Alors ça ne peut plus durer. Il faut « passer outre le système » et se lancer dans l’action. Cela commence de manière sympathique par le saccage à la peinture rouge de tous les DAB (Distributeurs Automatiques de Billets) de cette ville imaginaire qui pourrait être celle où l’on vit. Rouge comme un pied de nez et un défi. Rouge comme une couleur de lutte. « Se faire voir rouge. Signer rouge. Ecrire rouge. Voir rouge. » pour s’en prendre symboliquement aux banques, là où s’amasse l’argent tandis que les pauvres n’en finissent plus de payer la crise économique et sociale.
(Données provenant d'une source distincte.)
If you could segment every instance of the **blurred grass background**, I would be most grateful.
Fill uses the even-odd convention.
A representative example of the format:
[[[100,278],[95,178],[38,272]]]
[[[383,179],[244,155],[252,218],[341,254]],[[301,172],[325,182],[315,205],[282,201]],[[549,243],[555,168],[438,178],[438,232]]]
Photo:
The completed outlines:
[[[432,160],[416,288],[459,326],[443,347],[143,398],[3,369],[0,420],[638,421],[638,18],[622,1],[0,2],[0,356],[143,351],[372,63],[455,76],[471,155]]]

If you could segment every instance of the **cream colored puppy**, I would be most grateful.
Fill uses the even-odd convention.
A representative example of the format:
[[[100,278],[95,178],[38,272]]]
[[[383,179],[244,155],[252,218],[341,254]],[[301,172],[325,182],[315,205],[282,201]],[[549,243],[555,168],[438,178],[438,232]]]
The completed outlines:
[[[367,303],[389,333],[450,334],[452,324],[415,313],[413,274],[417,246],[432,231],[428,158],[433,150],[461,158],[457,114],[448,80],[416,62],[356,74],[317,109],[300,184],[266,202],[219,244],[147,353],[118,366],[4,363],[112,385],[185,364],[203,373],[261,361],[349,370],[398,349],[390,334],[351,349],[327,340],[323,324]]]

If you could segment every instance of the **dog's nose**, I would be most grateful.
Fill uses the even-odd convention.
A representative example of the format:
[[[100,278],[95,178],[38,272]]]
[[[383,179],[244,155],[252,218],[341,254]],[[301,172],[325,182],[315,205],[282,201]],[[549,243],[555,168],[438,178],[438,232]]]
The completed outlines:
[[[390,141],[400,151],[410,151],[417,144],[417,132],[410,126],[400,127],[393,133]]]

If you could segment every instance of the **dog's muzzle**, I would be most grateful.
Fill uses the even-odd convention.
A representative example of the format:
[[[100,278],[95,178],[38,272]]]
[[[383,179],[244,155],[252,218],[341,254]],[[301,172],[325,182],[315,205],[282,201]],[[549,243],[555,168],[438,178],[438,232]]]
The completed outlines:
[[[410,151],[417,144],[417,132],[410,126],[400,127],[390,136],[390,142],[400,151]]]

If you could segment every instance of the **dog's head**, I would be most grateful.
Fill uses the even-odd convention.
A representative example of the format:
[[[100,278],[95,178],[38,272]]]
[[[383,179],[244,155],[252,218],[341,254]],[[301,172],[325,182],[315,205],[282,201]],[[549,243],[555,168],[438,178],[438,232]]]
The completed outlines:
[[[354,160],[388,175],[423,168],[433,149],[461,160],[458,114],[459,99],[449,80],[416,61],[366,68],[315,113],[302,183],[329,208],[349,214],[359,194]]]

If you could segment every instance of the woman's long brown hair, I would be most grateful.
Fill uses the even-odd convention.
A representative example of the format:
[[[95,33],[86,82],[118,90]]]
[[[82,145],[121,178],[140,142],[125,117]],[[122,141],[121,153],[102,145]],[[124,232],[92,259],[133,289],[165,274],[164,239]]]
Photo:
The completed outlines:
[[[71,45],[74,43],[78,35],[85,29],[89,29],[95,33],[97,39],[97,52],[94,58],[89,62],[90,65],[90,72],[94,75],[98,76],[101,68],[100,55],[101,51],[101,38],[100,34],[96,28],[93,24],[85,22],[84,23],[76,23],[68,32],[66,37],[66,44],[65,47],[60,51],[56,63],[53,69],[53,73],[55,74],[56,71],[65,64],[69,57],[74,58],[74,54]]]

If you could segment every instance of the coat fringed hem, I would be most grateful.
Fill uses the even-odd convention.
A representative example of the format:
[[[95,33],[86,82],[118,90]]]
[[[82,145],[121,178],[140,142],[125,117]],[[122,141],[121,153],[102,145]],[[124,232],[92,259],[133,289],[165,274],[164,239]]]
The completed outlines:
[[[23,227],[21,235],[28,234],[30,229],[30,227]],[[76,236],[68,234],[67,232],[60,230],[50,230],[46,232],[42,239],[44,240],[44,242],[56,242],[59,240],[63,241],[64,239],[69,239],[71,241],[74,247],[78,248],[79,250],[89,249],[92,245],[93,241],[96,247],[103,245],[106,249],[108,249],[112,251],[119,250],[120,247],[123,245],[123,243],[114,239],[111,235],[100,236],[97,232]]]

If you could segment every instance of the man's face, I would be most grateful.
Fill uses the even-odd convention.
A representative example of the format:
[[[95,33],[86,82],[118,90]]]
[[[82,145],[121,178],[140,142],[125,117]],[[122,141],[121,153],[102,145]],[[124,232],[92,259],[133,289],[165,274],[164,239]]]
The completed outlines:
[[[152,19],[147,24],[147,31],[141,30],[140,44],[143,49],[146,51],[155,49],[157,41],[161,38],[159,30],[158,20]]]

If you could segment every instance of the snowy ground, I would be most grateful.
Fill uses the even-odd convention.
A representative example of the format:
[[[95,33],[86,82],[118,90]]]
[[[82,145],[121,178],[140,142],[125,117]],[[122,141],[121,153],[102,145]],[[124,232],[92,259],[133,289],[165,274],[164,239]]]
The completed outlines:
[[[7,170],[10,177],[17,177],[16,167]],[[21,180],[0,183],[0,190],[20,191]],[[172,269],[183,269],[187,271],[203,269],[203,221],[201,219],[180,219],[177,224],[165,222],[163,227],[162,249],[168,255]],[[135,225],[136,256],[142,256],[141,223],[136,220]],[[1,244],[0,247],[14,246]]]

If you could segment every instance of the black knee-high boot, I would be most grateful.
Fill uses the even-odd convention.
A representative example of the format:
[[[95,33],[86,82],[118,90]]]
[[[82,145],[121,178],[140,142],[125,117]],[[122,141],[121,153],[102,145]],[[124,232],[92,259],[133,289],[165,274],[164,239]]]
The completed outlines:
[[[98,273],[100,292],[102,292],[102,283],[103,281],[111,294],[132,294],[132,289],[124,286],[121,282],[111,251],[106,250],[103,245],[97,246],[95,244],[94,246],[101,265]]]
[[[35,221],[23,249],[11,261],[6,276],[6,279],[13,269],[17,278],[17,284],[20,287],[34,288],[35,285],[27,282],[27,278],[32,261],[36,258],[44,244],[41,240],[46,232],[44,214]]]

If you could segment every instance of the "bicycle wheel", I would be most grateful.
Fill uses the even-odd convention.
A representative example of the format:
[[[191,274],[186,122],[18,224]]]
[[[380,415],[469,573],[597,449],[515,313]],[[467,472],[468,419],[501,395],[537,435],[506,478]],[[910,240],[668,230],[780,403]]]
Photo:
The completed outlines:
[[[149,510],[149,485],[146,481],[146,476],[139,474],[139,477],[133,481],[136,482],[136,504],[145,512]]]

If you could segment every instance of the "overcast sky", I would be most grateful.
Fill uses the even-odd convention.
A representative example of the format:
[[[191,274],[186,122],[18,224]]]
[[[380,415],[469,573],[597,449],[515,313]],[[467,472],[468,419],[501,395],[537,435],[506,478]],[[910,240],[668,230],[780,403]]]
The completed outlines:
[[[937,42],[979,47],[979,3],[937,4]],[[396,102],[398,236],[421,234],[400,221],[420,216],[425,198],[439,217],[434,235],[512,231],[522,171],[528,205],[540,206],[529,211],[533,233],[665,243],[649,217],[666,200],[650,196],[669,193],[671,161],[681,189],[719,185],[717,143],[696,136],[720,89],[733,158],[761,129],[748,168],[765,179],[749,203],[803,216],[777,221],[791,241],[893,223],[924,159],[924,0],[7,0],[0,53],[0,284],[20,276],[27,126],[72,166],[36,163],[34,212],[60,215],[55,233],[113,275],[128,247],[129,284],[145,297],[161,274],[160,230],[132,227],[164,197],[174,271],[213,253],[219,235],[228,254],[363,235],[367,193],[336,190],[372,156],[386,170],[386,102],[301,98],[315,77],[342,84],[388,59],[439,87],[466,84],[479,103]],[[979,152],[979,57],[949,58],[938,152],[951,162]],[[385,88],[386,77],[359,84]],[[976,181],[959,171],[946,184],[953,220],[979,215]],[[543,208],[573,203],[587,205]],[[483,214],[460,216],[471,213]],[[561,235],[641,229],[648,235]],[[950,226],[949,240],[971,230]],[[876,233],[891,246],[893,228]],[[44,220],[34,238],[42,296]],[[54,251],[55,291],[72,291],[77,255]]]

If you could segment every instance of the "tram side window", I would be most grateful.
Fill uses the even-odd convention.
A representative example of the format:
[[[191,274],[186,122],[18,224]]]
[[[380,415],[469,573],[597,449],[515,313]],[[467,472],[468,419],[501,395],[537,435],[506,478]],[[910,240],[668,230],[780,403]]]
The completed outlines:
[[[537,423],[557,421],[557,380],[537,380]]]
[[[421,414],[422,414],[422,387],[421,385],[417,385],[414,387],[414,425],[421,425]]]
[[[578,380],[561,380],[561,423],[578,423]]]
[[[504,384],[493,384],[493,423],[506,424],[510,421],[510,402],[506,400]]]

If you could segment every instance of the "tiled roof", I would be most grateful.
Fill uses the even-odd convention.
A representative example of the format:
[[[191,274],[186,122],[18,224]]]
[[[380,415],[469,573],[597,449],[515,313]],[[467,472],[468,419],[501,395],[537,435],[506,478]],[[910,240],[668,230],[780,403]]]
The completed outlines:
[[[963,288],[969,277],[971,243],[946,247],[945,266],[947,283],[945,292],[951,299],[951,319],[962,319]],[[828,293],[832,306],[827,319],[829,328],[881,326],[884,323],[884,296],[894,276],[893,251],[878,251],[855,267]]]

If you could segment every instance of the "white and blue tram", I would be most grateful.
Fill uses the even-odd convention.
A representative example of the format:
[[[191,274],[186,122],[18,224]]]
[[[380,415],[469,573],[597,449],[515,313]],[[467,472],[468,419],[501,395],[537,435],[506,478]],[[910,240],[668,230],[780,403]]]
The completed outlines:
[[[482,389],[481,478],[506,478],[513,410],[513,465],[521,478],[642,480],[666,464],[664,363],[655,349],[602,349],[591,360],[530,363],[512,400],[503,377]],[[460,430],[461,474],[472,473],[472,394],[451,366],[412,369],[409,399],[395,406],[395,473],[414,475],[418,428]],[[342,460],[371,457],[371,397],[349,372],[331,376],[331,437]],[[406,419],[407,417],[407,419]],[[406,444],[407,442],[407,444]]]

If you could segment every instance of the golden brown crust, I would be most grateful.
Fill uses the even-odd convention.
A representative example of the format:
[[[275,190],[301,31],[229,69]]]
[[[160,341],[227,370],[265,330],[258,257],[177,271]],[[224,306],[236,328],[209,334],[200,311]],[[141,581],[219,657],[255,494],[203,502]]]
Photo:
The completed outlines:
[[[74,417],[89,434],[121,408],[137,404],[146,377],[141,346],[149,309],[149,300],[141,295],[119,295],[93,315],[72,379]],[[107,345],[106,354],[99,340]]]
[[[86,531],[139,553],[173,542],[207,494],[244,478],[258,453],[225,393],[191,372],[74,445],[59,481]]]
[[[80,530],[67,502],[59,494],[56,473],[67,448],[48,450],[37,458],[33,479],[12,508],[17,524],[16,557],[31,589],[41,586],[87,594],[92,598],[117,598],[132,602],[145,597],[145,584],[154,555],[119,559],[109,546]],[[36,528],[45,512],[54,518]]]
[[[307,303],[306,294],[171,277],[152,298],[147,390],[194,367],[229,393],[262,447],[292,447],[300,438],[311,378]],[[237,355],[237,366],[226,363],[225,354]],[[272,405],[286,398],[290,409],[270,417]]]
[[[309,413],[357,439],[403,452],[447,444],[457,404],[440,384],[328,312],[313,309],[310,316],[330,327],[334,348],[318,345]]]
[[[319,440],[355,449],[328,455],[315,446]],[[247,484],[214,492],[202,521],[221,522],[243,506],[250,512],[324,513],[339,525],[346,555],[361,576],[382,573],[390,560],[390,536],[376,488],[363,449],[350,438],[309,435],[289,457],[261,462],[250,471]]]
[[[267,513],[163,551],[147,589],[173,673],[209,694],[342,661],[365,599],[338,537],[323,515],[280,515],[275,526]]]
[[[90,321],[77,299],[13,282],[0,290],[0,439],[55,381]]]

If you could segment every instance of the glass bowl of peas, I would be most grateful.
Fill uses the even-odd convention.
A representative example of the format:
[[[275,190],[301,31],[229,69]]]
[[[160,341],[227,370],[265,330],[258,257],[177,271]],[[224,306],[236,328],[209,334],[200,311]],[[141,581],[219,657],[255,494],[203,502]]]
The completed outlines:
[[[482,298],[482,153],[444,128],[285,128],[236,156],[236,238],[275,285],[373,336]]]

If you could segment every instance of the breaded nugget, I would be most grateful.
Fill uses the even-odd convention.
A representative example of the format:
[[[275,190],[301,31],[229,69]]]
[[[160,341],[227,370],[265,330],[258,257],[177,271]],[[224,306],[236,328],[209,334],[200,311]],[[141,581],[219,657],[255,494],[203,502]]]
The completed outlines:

Mais très vite ça vrille et Rouge va basculer des bombes de peinture aux bombes et aux attaques armées. Les objectifs ne sont plus très clairs. Il y a des bavures. On ne sait plus s’ils luttent politiquement ou s’ils risquent leur vie seulement pour avoir des armes et de l’argent. Ils jouent avec celle des autres et finissent par reproduire, même entre eux, les rapports de brutalité inhumaine qu’ils exécraient dans le système capitaliste qu’ils voulaient combattre.
La pièce s’inspire explicitement de multiples références aux groupes armés des années 70 et 80 : Fraction Armée Rouge en Allemagne, Brigades rouges en Italie, Action directe en France..., sans chercher une quelconque reconstitution historique. Elle transpose ce matériau dans une réalité contemporaine qui pourrait resurgir à tout moment. C’est à la fois sa réussite et sa limite. La crédibilité de la fabrication d’un groupe de révoltés est ici totale. Elle passe par une mise en scène et une scénographie sans faille. Utilisation du plateau dans toutes ses dimensions, horizontales et verticales, manipulation inventive de simples cageots pour créer un espace mental et configurer un espace alternatif, jeux de lumières, musique et chansons amassées par Alain Féral et interprétation formidable des comédiens : Hugues Chabalier, Fanny Chiressi — scotchante dans un rap anticapitaliste en allemand —, Charlotte Ligneau, Matthieu Lemenir, Marc Menahem et Anne-Juliette Vassort. On aime la technique du récit choral et la composition des personnages, le rythme, le jeu et le plein engagement de ces jeunes acteurs.
On est moins convaincu par le déroulement du texte qui après avoir finement autopsié les mécanismes de la révolte semble perdre un peu sa route et emprunter une conclusion plus paresseuse et convenue où les révoltés deviennent des terroristes, tuent et sont tués. Cela fait l’impasse sur les enjeux existentiels et les questionnements politiques qui forcément traversent ces jeunes gens et nous traversent aussi.
Jusqu’au 31 janvier 2015 au Théâtre Studio d’Alfortville
Du 2 au 4 février 2015 au Nouveau Théâtre du Huitième à Lyon
Du 31 mars au 2 avril 2015 à la Comédie de Saint-Etienne-CDN
Du 9 au 11 avril 2015 au Théâtre de la Minoterie à Marseille
Le 23 mai au Centre Culturel Charlie Chaplin à Vaulx-en-Velin.